Para empezar, que se haya llevado a los tribunales y se haya condenado a exministros y expresidentes regionales, es una contundente señal de integridad del sistema. Si en algún momento la corrupción se tolera, los mecanismos de nuestro propio sistema la detectan, la persiguen y la condenan. Sin duda, se podría haber hecho mejor, más rápido y sin tener que sortear tantas dificultades, pero se ha conseguido y eso es algo de lo que nos tenemos que felicitar todos los españoles.
En segundo lugar, en los casos más mediáticos, que afectan a los dos grandes partidos tradicionales, nos encontramos con dos tipos de corrupción, ambos condenables, pero con medios e intenciones diferentes.

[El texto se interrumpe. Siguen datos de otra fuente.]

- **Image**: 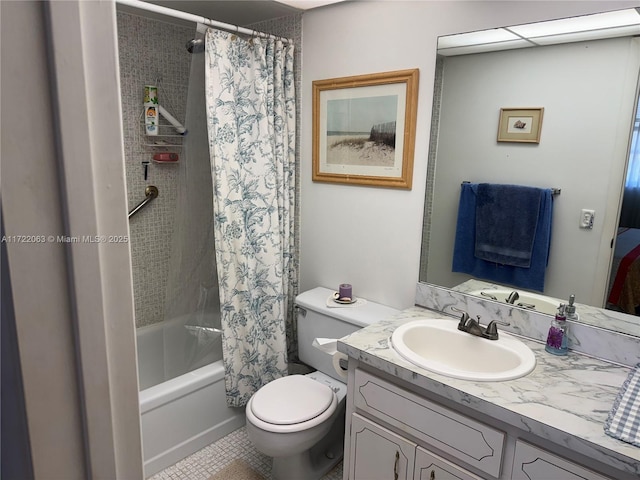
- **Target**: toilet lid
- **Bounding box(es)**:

En un caso, el poder se utilizó para apropiarse de dinero. Algunos empresarios conseguían adjudicaciones de obras o actos de campaña a cambio de comisiones a los políticos adjudicatarios. Algo de ese dinero también llegaba al partido, en forma de servicios gratuitos o de donativos. El poder era el medio, el enriquecimiento era el fin.
En el otro caso, el dinero se utilizó para asegurar el poder. Dinero público se desviaba a ayudas injustificadas a amigos o simpatizantes, que influían en su entorno para mantener el voto hacia el partido gobernante. En este caso, los políticos implicados y el mismo partido se beneficiaban directamente asegurando su cuota de poder, e indirectamente por la financiación pública a los partidos en función de su representación y por los cargos que mantenían en el gobierno regional.
En ambos casos, se malversaba dinero público y se obtenía un beneficio. En el primero, el beneficio era fundamentalmente económico, en el segundo el beneficio era económico para el amigo y político para el dirigente público.
No se trata de definir cuál de las dos modalidades es peor, o cual merece un trato más duro, al fin y al cabo, nos enfrentamos con dos variantes de un mismo problema: el bien particular (poder y enriquecimiento) se ha impuesto sobre el bien común (la justa administración de los bienes públicos), cuando debería ser al revés: el bien común debe ser prioritario sobre el bien particular.
Así la justicia (bien común) se ha impuesto sobre la impunidad.